We have an urn with fourteen balls, seven red balls, numbered from $$1$$ to $$7$$, three yellow, numbered from $$8$$ to $$10$$, and four purple, numbered from $$11$$ to $$14$$. Our experiment consists of drawing a ball and seeing its number and color.

- Determine the sample space.
- Consider the events A = "get a number bigger or equal to 9", B = "get an even number." Define which elementary events form $$A$$ and $$B$$.
- Define which elementary events form the events $$C =$$"get a yellow or purple ball", $$D =$$"drawing a purple ball or multiple of three."
- Define which elementary events form the events $$E =$$"draw a red ball with a number less than $$4$$", $$F =$$"draw a yellow ball with a number bigger than $$11$$".

### Development:

1) The sample space is the set of all the possible results. In our case, we have

$$$\Omega=\lbrace R1,R2,R3,R4,R5,R6,R7,Y8,Y9,Y10,V11,V12,V13,V14 \rbrace$$$
where $$R$$ indicates that the ball is red, $$Y$$ that it is yellow, and $$V$$ that is violet.

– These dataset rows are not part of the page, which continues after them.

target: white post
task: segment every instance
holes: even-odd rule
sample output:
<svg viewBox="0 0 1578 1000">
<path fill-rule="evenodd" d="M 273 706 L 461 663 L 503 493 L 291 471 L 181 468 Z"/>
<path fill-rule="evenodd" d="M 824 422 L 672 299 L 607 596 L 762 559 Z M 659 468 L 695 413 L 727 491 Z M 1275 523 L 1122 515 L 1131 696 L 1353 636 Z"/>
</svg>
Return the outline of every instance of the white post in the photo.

2) The events that we are interested in are all the elementary events that have a number bigger than or equal to $$9$$. Therefore, $$$A=\lbrace Y9,Y10,V11,V12,V13,V14 \rbrace$$$ In the second case, we are only interested in those that have even numbers. That is, $$$B=\lbrace R2,R4,R6,Y8,Y10,V12,V14 \rbrace$$$

3) Our event is formed by all the elementary events that have a yellow or a violet ball. Those that have yellow ball are $$\lbrace Y8,Y9,Y10 \rbrace$$, and those that have violet ball are $$\lbrace V11, V12, V13, V14 \rbrace$$.

Therefore, our event is $$C=\lbrace Y8,Y9,Y10,V11,V12,V13,V14 \rbrace$$.

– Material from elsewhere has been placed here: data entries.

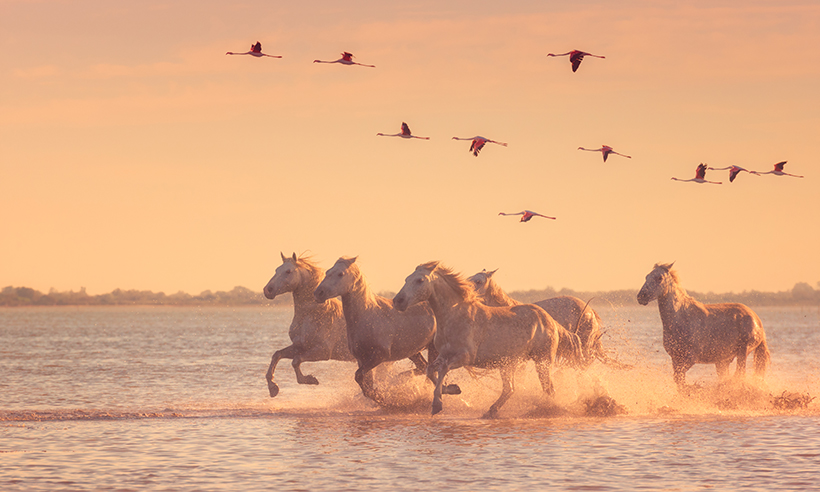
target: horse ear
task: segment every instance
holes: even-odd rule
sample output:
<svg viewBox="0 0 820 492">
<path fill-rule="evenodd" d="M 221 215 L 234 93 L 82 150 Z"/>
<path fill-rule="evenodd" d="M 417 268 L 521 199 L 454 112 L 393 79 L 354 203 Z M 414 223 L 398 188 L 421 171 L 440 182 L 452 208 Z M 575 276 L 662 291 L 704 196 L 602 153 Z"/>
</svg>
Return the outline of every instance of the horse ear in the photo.
<svg viewBox="0 0 820 492">
<path fill-rule="evenodd" d="M 668 272 L 669 270 L 672 269 L 672 265 L 674 265 L 674 264 L 675 264 L 675 262 L 673 261 L 672 263 L 667 263 L 666 265 L 661 265 L 661 267 L 663 267 L 663 269 Z"/>
<path fill-rule="evenodd" d="M 492 276 L 493 276 L 493 274 L 494 274 L 495 272 L 497 272 L 497 271 L 498 271 L 498 268 L 496 268 L 496 269 L 495 269 L 495 270 L 493 270 L 492 272 L 487 272 L 487 276 L 488 276 L 488 277 L 492 277 Z"/>
<path fill-rule="evenodd" d="M 285 253 L 279 252 L 279 255 L 282 257 L 282 263 L 285 262 Z"/>
<path fill-rule="evenodd" d="M 296 263 L 296 253 L 293 253 L 293 262 Z"/>
</svg>

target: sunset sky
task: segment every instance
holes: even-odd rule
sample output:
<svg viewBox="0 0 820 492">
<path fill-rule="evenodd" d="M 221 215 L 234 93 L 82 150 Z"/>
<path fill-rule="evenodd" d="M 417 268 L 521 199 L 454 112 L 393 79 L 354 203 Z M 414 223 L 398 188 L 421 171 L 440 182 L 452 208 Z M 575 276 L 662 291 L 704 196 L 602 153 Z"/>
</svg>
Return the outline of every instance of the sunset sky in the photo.
<svg viewBox="0 0 820 492">
<path fill-rule="evenodd" d="M 815 1 L 0 0 L 0 48 L 0 287 L 261 291 L 282 251 L 377 291 L 818 288 Z"/>
</svg>

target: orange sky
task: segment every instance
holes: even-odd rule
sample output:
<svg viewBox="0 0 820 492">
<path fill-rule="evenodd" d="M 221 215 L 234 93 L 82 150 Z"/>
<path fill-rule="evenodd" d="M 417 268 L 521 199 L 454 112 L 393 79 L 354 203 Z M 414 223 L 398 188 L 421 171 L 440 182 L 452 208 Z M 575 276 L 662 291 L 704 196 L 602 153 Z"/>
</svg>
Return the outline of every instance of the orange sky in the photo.
<svg viewBox="0 0 820 492">
<path fill-rule="evenodd" d="M 376 290 L 818 287 L 820 5 L 280 3 L 0 0 L 0 287 L 261 290 L 280 251 Z M 225 55 L 257 40 L 284 58 Z M 377 68 L 311 63 L 343 50 Z"/>
</svg>

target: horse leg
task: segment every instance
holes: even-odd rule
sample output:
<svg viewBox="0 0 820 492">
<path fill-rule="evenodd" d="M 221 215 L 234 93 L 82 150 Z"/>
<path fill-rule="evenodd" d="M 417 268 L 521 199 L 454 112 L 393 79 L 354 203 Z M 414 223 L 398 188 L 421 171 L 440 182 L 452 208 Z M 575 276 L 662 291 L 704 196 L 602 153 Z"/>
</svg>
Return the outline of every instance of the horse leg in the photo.
<svg viewBox="0 0 820 492">
<path fill-rule="evenodd" d="M 438 349 L 432 341 L 427 345 L 427 358 L 430 360 L 430 364 L 427 366 L 427 378 L 435 385 L 436 376 L 433 370 L 433 362 L 438 359 Z M 457 384 L 445 384 L 441 387 L 441 393 L 443 395 L 460 395 L 461 388 Z"/>
<path fill-rule="evenodd" d="M 383 401 L 380 398 L 380 395 L 376 392 L 375 383 L 373 381 L 373 369 L 382 362 L 383 361 L 381 360 L 368 360 L 363 363 L 359 362 L 359 369 L 356 370 L 355 375 L 356 382 L 362 389 L 362 394 L 379 405 L 381 405 Z"/>
<path fill-rule="evenodd" d="M 302 374 L 302 356 L 300 354 L 296 354 L 293 357 L 293 372 L 296 373 L 296 382 L 299 384 L 319 384 L 319 380 L 316 379 L 314 376 L 310 374 L 305 375 Z"/>
<path fill-rule="evenodd" d="M 283 358 L 293 359 L 298 353 L 298 350 L 293 345 L 289 345 L 273 353 L 273 357 L 270 359 L 270 367 L 268 367 L 268 372 L 265 374 L 265 379 L 268 381 L 268 392 L 271 398 L 279 394 L 279 386 L 273 382 L 273 371 L 276 370 L 276 364 Z"/>
<path fill-rule="evenodd" d="M 421 376 L 427 372 L 427 361 L 424 360 L 424 356 L 421 355 L 421 352 L 411 355 L 410 360 L 413 361 L 413 364 L 416 366 L 415 371 L 413 371 L 416 376 Z"/>
<path fill-rule="evenodd" d="M 507 403 L 507 400 L 515 391 L 515 365 L 509 364 L 501 366 L 501 396 L 492 404 L 487 413 L 481 416 L 483 419 L 494 419 L 498 417 L 498 410 L 502 405 Z"/>
<path fill-rule="evenodd" d="M 735 379 L 738 381 L 743 381 L 746 378 L 746 357 L 748 355 L 748 345 L 745 341 L 743 341 L 740 348 L 737 350 L 737 369 L 735 370 Z"/>
<path fill-rule="evenodd" d="M 686 371 L 691 369 L 693 365 L 688 358 L 672 359 L 672 373 L 679 390 L 686 386 Z"/>
<path fill-rule="evenodd" d="M 546 359 L 536 360 L 535 371 L 538 373 L 538 379 L 541 381 L 541 389 L 544 390 L 544 393 L 555 396 L 555 387 L 550 376 L 550 361 Z"/>
<path fill-rule="evenodd" d="M 441 402 L 441 394 L 442 394 L 442 383 L 444 382 L 444 376 L 447 375 L 447 371 L 450 370 L 446 361 L 442 360 L 441 358 L 436 358 L 435 363 L 431 364 L 433 367 L 433 372 L 436 373 L 438 376 L 436 378 L 436 389 L 433 390 L 433 409 L 432 415 L 435 415 L 441 412 L 443 405 Z"/>
</svg>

Now let's consider event $$D$$. Those that have a violet ball are $$\lbrace V11,V12,V13,V14 \rbrace$$, and multiples of $$3$$, between the numbers $$1$$ and $$14$$, are: $$3,6,9,12$$. Therefore, the balls that we are interested in are $$\lbrace R3,R6,Y9,V12 \rbrace$$. And so, we have $$D=\lbrace R3,R6,Y9,V11,V12,V13,V14 \rbrace$$.

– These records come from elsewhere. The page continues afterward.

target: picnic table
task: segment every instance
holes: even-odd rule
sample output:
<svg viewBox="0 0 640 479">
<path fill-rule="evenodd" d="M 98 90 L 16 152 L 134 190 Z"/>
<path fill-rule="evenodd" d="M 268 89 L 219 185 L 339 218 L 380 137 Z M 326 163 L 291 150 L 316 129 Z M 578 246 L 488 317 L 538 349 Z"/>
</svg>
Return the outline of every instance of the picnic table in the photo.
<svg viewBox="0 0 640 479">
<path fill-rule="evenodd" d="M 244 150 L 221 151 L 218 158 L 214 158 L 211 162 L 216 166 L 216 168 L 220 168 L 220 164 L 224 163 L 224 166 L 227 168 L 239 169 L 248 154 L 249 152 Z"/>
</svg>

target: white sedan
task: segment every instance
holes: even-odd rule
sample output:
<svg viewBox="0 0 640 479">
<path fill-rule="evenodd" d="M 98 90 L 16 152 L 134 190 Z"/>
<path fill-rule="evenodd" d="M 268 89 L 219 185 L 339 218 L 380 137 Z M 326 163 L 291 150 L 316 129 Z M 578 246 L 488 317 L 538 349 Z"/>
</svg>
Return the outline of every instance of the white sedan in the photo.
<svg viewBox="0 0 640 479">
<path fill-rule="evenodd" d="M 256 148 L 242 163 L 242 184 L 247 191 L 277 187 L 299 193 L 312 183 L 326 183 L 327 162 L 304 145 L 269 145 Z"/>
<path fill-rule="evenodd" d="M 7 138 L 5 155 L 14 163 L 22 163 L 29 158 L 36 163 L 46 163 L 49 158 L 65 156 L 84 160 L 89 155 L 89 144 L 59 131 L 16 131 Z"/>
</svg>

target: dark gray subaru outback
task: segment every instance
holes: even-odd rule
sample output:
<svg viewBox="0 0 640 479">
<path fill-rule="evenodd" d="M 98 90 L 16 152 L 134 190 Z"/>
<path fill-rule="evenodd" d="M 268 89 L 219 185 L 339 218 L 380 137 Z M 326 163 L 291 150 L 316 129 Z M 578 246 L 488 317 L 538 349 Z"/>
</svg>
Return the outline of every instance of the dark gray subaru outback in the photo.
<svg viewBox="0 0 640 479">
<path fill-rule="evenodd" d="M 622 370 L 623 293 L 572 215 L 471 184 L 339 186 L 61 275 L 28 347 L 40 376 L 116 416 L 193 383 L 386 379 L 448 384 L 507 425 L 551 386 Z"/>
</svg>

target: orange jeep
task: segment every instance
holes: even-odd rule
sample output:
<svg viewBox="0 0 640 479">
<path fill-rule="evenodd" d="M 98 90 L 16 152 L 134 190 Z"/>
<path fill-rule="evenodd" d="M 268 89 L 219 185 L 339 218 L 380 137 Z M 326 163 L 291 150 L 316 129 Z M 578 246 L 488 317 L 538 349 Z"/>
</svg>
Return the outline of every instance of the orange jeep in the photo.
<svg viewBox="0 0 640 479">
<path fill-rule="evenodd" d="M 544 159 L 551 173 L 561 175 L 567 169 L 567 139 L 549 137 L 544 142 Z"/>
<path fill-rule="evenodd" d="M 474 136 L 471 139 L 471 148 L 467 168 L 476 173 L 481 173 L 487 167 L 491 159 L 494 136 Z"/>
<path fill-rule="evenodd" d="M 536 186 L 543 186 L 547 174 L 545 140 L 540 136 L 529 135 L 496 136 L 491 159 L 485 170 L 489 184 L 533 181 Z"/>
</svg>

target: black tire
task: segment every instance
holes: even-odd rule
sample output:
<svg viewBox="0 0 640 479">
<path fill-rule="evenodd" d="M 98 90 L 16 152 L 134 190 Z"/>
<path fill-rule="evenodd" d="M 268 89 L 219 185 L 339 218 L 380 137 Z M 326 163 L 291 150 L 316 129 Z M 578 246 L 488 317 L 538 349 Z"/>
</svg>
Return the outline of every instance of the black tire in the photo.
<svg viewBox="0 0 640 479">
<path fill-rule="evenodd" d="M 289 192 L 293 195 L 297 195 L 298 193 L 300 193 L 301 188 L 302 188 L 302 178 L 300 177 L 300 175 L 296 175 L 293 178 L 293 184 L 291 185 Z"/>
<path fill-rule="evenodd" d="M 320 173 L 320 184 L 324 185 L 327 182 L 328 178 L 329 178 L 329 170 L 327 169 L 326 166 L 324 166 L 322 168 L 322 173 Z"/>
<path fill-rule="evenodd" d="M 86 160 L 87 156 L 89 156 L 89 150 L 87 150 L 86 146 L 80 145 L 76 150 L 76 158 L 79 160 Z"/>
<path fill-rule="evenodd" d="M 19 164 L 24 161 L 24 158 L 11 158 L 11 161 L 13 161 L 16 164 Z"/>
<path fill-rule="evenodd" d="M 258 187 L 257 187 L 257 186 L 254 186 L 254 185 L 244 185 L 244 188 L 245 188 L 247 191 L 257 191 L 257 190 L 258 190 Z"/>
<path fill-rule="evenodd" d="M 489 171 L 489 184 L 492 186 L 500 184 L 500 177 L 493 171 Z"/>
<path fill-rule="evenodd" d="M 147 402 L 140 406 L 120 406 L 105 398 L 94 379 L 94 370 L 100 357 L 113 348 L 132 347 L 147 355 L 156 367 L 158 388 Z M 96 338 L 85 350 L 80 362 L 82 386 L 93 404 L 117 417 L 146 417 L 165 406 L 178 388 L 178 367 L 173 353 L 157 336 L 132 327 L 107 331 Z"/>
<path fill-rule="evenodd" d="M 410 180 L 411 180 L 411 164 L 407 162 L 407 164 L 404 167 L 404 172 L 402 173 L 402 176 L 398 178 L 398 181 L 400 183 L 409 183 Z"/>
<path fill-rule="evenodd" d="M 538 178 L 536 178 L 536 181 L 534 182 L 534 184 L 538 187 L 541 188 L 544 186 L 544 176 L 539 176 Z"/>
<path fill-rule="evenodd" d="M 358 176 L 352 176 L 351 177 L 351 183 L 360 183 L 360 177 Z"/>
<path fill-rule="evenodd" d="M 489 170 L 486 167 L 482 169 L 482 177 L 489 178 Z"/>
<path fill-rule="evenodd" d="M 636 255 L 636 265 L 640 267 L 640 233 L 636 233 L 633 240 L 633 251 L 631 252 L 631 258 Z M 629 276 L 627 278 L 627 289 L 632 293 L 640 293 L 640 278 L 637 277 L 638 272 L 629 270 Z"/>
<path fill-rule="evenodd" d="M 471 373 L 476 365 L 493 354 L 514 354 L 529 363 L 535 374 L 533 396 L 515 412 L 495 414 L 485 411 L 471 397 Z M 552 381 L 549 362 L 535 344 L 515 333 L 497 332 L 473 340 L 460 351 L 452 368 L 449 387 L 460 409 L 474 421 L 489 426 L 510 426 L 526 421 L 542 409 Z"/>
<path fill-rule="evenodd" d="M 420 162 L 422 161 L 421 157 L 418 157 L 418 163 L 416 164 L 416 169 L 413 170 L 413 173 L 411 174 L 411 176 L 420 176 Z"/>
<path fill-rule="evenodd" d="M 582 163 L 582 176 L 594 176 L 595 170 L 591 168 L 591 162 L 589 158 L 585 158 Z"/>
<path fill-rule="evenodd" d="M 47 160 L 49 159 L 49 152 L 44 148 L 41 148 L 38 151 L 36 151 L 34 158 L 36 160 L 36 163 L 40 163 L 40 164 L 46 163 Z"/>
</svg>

Note that the ball $$V12$$ in fact satisfies both conditions: it is violet and also its number is a multiple of $$3$$. That is not a problem, and we must write in $$D$$ the results that satisfy the conditions, and $$V12$$ satisfies them since it satisfies at least one of two conditions.

4) We have $$8$$ red balls, that are $$\lbrace R1,R2,R3,R4,R5,R6,R7,R8 \rbrace$$. Between them, the balls with the number less than four are $$E=\lbrace R1,R2,R3 \rbrace$$. Also, we might have done it another way: first we choose the balls that have a number less than four (in our case, $$\lbrace R1,R2,R3 \rbrace$$), and as they all are red, our event is again $$E = \lbrace R1, R2, R3 \rbrace$$.

We can start by considering the yellow balls: $$\lbrace Y8, Y9, Y10 \rbrace$$. Between them, there is no a number bigger than $$11$$. Therefore, there is no elementary event that satisfies the condition, that is, $$F=\emptyset$$. In other words, $$F$$ is an impossible event, it can be never satisfied.

### Solution:

- $$\Omega=\lbrace R1,R2,R3,R4,R5,R6,R7,Y8,Y9,Y10,V11,V12,V13,V14 \rbrace$$.
- $$A=\lbrace Y9,Y10,V11,V12,V13,V14 \rbrace$$, $$B=\lbrace R2,R4,R6,Y8,Y10,V12,V14 \rbrace$$.
- $$C=\lbrace Y8,Y9,Y10,V11,V12,V13,V14 \rbrace$$, $$D=\lbrace R3,R6,Y9,V11,V12,V13,V14 \rbrace$$.
- $$E=\lbrace R1,R2,R3 \rbrace$$, $$F=\emptyset$$.